Даже не спросив, ядовит ли он, Латор продолжал:
— Мы, геллы, ушли от вражды и жили далеко, в тех же почти местах, где и моро. Вы о них уже слышали? Моро, говорят ученые, произошли от каких-то… обезьян, существ, которых мы и не видели никогда, на Политории их не было и нет. Ученые считают, что моро завезли сюда на кораблях очень давно какие-то разумные существа, потому что там, где жили моро, после дождевой бури вода стала отравленной, и они начали умирать. Мы с моро жили, в общем, мирно, но как-то отдельно, хотя узнали и сейчас знаем их язык. По причинам нам неизвестным, мы, геллы, развивались медленнее, чем нелетающие политоры. Более того, они очень существенно нас обогнали, и тогда пришло горе. И может быть, это двойное горе, потому что мы его не чувствуем, только понимаем. Политоры (это случилось века два назад) сделали из нас не политоров, а только геллов. Они проводили кое-какие опыты, пробовали их на себе — безрезультатно, тогда украли гелла, и оказалось, что геллы поддаются воздействию их аппаратуры. Они изменили наш характер, сделав нас только мягкими, только добрыми, послушными, работящими… Существует тщательно охраняемая машина, постоянно излучающая какое-то определенное психическое поле, которое и делает нас такими. Поразительно, что не возникает никакого желания найти эту машину, сломать… Я не знаю, что еще… освободиться. Мы добродушны — и все тут. Мы не воинственны и не можем никуда улететь, мы же не можем летать без воздуха.

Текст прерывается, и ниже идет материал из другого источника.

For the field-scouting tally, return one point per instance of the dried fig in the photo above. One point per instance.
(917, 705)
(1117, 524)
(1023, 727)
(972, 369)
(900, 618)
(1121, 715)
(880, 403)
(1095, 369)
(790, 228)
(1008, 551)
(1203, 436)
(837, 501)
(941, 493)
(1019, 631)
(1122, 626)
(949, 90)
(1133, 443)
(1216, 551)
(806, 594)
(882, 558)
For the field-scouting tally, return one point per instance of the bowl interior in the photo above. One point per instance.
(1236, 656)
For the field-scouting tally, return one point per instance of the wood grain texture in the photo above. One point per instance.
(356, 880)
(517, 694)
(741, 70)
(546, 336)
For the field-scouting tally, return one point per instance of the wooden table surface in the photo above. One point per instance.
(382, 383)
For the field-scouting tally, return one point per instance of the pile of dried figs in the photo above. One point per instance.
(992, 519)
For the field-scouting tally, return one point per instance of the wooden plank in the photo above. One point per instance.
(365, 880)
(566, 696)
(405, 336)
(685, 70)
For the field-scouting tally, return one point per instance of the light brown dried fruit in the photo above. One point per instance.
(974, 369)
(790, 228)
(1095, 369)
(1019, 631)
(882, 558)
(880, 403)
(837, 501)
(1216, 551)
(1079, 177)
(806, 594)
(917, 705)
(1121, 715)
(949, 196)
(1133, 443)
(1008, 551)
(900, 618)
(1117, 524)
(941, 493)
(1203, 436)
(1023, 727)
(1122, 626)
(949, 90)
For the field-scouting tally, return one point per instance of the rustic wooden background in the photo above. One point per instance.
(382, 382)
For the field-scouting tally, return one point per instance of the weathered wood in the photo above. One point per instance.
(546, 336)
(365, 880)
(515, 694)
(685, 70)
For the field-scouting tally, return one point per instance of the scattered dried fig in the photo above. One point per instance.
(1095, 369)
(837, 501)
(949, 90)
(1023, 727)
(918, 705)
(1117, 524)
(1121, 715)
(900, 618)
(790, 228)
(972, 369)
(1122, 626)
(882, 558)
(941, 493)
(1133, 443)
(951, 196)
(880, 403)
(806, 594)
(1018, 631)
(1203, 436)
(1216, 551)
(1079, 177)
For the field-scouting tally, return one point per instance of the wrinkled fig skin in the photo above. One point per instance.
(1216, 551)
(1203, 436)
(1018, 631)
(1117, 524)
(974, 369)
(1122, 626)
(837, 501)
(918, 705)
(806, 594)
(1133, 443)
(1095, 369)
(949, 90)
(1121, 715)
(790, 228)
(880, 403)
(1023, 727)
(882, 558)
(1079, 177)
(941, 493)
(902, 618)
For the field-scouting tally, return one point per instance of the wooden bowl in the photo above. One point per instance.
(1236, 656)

— А для чего это было нужно? — спросил папа. — Дико.
— Если у вас самих на Земле высокая цивилизация, вы знаете, что все равно есть грязная работа, черная, неинтересная. Для этого у политоров есть геллы. Тяжелая работа в рудниках, шахтах, вырубка лесов, иногда они нас возят на две соседние планеты…

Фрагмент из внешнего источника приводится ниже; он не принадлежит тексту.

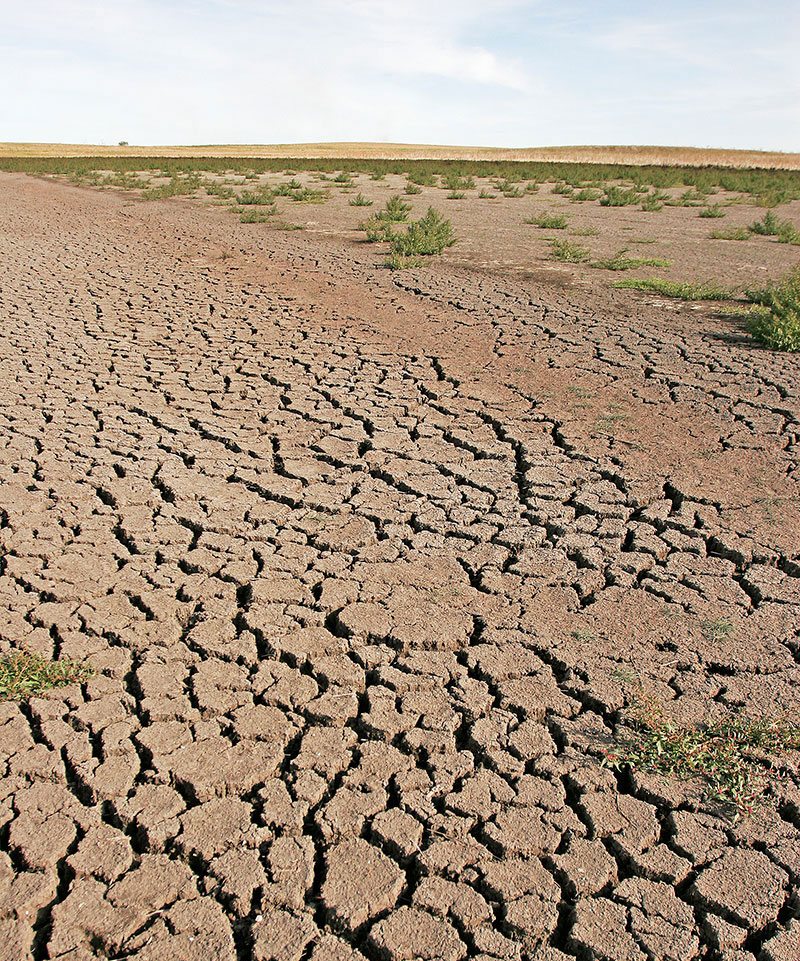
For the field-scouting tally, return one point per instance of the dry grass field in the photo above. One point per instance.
(387, 585)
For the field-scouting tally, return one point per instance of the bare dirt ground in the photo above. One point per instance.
(368, 565)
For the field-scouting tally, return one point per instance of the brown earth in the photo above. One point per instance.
(368, 564)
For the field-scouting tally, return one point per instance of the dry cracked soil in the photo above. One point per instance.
(368, 565)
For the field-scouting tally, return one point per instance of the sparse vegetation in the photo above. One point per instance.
(618, 197)
(731, 233)
(619, 261)
(568, 253)
(24, 675)
(779, 326)
(713, 210)
(257, 215)
(549, 221)
(668, 288)
(396, 210)
(430, 235)
(585, 193)
(767, 226)
(733, 756)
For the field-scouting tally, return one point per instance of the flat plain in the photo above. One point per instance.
(379, 572)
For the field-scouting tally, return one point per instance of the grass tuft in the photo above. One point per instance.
(618, 197)
(620, 262)
(767, 226)
(396, 211)
(732, 756)
(567, 252)
(359, 201)
(731, 233)
(668, 288)
(779, 326)
(257, 215)
(24, 675)
(430, 235)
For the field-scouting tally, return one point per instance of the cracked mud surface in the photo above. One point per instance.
(364, 563)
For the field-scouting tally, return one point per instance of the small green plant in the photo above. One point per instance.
(788, 233)
(305, 195)
(430, 235)
(713, 210)
(256, 215)
(733, 756)
(689, 198)
(669, 288)
(377, 230)
(620, 262)
(731, 233)
(549, 221)
(24, 675)
(651, 204)
(617, 197)
(567, 252)
(767, 226)
(254, 197)
(508, 189)
(780, 327)
(455, 183)
(396, 210)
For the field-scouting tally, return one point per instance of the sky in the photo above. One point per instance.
(505, 73)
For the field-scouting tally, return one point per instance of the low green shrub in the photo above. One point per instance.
(731, 233)
(567, 252)
(430, 235)
(549, 221)
(669, 288)
(24, 675)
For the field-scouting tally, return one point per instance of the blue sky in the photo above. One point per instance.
(482, 72)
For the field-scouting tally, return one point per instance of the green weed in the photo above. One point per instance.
(567, 252)
(430, 235)
(713, 210)
(767, 226)
(24, 675)
(396, 210)
(256, 215)
(780, 327)
(549, 221)
(668, 288)
(617, 197)
(620, 262)
(731, 233)
(733, 756)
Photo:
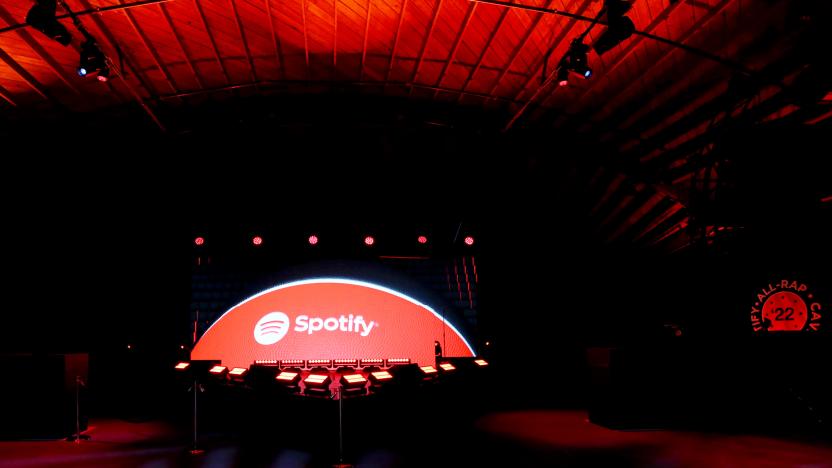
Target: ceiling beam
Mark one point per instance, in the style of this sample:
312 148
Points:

— Что это за планеты? — спросил папа.
— Там живут разумные, но неразвитые существа, и там много нужных руд, металла, топлива, редкого дерева. Политоры практически обирают их, обкрадывают, те-то, хозяева планет, какие-то вялые, слабые, работают лениво. Их и хлыстом не заставишь работать как следует — они лучше умрут.
— Но если политоры так жестоки — почему они их не уничтожили?
— Невыгодно. Там несколько иные космические условия, поисковые машины политоров плохо отыскивают залежи на глубине, а те, хозяева планет, как носом чуют, где что зарыто. Не убивать их — экономичнее, не строить же новую аппаратуру. Политория невелика и беднеет, кое-какие виды энергии они создали чисто техническим путем, но не все, а с металлами вообще туговато…
— Латор, а как вы живете, где? — спросил папа.
— В подземном Тарнфиле…
— Птицы — и под землей?! — воскликнул я.
— Иногда мы, когда тепло, делаем гнезда на деревьях, за городом. По утрам нас будит гудок, и мы летим на работу.
— А деньги?
— Ну, платят нам мало. Едва хватает. Рассказывают, что лет сто назад один гелл случайно получил сотрясение головы, и это психическое поле перестало на него действовать. И он взбунтовался, один. Его объявили сумасшедшим, ловили, он искал эту машину один, и они его убили.